Hal tersebut dapat terjadi, karena mau tidak mau, masyarakat, khususnya serikat buruh harus turun aksi untuk memprotes pengesahan kebijakan tersebut. Itu dapat dilihat dari 15 kelompok aktivis yang dengan tegas menolak keputusan yang kemudian menyatakan seruan untuk aksi turun lapangan. Lebih lanjut, laman resmi BWI menegaskan, “UU Cipta Kerja mengesampingkan hak dan kesejahteraan pekerja yang bertentangan dengan UU No. 13 Tahun 2003 tentang Ketenagakerjaan,” Selasa (6/10/20).
Surat dari Global Union ini berisi lima tuntutan utama kepada Pemerintah: (1) mencabut Omnibus Law UU Cipta Kerja, (2) menjamin kebijakan mendatang tidak mengurangi hak dan kepentingan pekerja yang telah diatur pada UU Ketenagakerjaan No. 13 tahun 2003, juga standar buruh Internasional, (3) menegosiasikan dan membuka diskusi konstruktif dengan Serikat Pekerja Nasional untuk membahas isu apapun yang tidak tercantum pada UU sebelumnya.

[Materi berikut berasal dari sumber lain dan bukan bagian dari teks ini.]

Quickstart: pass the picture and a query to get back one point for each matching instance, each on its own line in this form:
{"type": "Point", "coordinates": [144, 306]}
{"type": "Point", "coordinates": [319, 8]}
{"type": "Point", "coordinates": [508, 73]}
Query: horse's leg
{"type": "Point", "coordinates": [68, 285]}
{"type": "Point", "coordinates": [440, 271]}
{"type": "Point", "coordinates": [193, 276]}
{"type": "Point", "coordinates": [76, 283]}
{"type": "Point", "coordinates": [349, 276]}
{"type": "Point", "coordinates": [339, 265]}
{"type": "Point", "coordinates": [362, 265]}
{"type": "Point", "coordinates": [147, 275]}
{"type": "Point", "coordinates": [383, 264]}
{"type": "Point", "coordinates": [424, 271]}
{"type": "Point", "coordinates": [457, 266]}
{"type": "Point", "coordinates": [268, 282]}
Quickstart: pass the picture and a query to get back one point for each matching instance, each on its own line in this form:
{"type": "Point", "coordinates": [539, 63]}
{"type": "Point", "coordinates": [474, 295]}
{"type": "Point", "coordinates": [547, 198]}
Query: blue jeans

(4) menghormati UUD dan putusan MK No 111/PUU-XII/2015 yang melindungi energi sebagai barang publik dan layanan yang dikendalikan negara, (5) dan memulai perundingan yang melibatkan serikat pekerja, perwakilan komunitas, dan gerakan sosial dalam mengembangkan rencana pemulihan dampak Covid-19 yang dirancang untuk memperbanyak pekerjaan yang layak, layanan umum yang berkualitas dan pembangunan yang sustainable.
Selain dari Serikat Buruh internasional, investor global yang mengatur perputaran uang sebanyak 4.1 Triliun Dollar Amerika di Indonesia juga menunjukkan perhatiannya atas RUU Cipta Kerja bahkan sebelum Paripurna dilaksanakan. Reuters melansir surat yang berisikan keresahan dari 35 investor termasuk Aviva Investors, Legal and General Investment Management, the Church of England Pensions Board, Robeco dan Sumitomo Mitsui Trust.

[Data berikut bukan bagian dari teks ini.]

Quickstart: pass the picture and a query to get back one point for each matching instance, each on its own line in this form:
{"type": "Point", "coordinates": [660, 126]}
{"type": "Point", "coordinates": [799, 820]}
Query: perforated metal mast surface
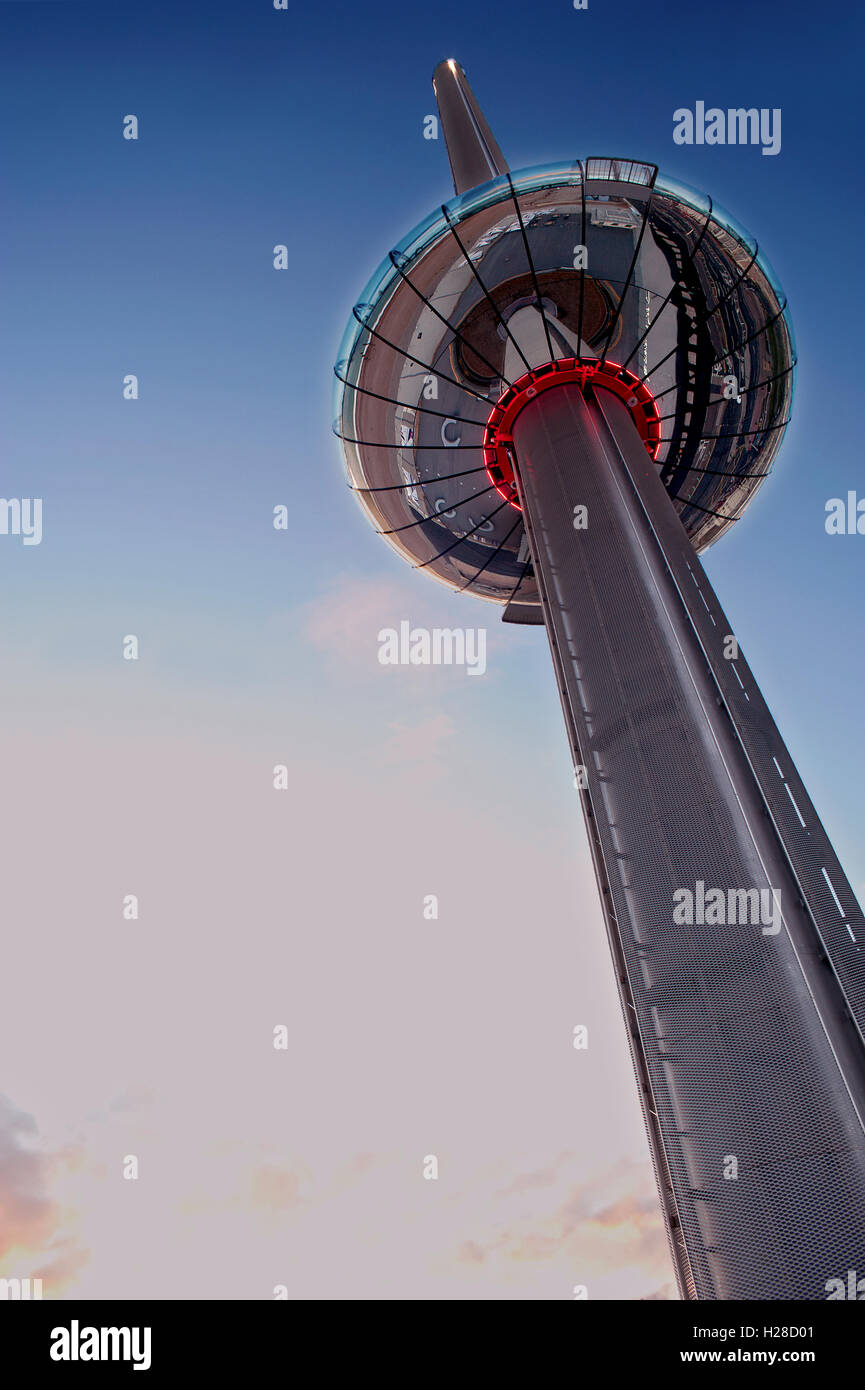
{"type": "Point", "coordinates": [488, 387]}
{"type": "Point", "coordinates": [741, 1039]}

“Meskipun kami sadar akan pentingnya reformasi hukum bisnis di Indonesia, kami juga khawatir atas pengaruhnya (Omnibus Law, UU Cipta Kerja) atas beberapa kebijakan perlindungan lingkungan yang ada”, ujar Senior Engagement Specialist Robeco, Peter van der Werf pada Reuters, Senin (5/10/2020). Mereka juga khawatir UU tersebut dapat menghambat upaya melindungi hutan Indonesia sehingga memungkinkan merusak usaha global dalam mengatasi hilangnya keanekaragaman hayati dan memperlambat perubahan iklim.